CAPE TOWN – Comair will return to the skies again six months after it was placed on business rescue process.
The operator of British Airways in South Africa today began taking new bookings for low-cost carrier kulula.com ahead of its planned take off again on 1 December.
It said that the reintroduction of kulula flights on the domestic network was the first phase of Comair’s ramp up to full operations over the next few months.
Comair will be operating all kulula.com domestic routes, with the exception of the Durban/Cape Town and Lanseria routes, which will be added as more aircraft become available.
British Airways domestic and regional flights will reopen soon as will kulula flights from Lanseria.
Rescue consortium representative Glenn Orsmond said Comair will initially operate a fleet of 15 aircraft across both airline brands gradually increasing as the remainder of the fleet returns to service over the next few months.
Orsmond said that customers who booked tickets before Comair was placed on business rescue will be able to utilise the value of their tickets through the Comair Travel Bank for future travel on Comair from mid-January onwards.
“This is an important moment for Comair, for all the employees who have been so patient and supportive through the business rescue process, for our customers, the flying public and the country,” Orsmond said.

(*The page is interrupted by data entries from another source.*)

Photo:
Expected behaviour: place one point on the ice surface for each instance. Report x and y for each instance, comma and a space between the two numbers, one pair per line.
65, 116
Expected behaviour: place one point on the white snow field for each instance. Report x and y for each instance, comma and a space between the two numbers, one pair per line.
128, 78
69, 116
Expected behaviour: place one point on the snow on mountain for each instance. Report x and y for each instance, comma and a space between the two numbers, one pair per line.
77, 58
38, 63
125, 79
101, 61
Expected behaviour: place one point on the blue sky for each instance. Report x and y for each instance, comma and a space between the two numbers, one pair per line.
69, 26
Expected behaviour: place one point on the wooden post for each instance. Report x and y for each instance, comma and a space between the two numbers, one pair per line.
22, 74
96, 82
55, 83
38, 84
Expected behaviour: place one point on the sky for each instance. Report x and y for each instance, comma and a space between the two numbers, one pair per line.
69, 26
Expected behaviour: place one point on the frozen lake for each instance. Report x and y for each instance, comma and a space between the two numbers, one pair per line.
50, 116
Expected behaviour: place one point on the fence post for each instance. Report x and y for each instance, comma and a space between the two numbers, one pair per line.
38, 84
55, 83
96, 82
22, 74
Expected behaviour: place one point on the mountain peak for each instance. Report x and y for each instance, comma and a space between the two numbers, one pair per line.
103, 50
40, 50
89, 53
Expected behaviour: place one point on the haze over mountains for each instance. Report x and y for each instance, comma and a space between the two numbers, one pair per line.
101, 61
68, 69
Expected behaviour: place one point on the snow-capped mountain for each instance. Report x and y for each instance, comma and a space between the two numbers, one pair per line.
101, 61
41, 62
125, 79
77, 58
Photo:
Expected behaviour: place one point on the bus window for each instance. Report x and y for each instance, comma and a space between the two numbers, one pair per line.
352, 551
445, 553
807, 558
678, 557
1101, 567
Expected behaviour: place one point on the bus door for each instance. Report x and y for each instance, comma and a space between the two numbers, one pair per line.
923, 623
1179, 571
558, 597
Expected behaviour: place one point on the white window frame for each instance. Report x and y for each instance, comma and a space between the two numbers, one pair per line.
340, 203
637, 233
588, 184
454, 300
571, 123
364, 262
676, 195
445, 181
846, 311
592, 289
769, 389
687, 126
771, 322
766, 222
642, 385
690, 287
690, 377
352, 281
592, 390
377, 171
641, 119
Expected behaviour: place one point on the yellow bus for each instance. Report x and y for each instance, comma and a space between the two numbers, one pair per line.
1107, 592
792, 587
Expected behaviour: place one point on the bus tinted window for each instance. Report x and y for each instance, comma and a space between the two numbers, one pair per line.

“A strong, competitive airline sector benefits everyone and we’re looking forward to welcoming our first customers on board and gradually restoring our schedule and network.”
Last month, the Competition Commission approved with conditions SA Bidco’s proposed merger with Comair as necessary for the airline to proceed.
The conditions include a commitment to allocate a portion of Comair’s shares to a B-BBEE structure and employment offers to 200 retrenched staff when jobs become available at the new airline post-merger.
SA BidCo is a new South African entity with no commercial operations and that has never traded before.
Comair has been developing a rescue plan focused on reducing operating costs and growing ancillary revenue.
The airline’s investors have also secured the required credit approval from various commercial lenders for new debt funding and the deferral of repayments on existing debt. Comair in August approached lenders for additional funding of more than R1 billion required for it to fly again following a successful adoption of the rescue plan.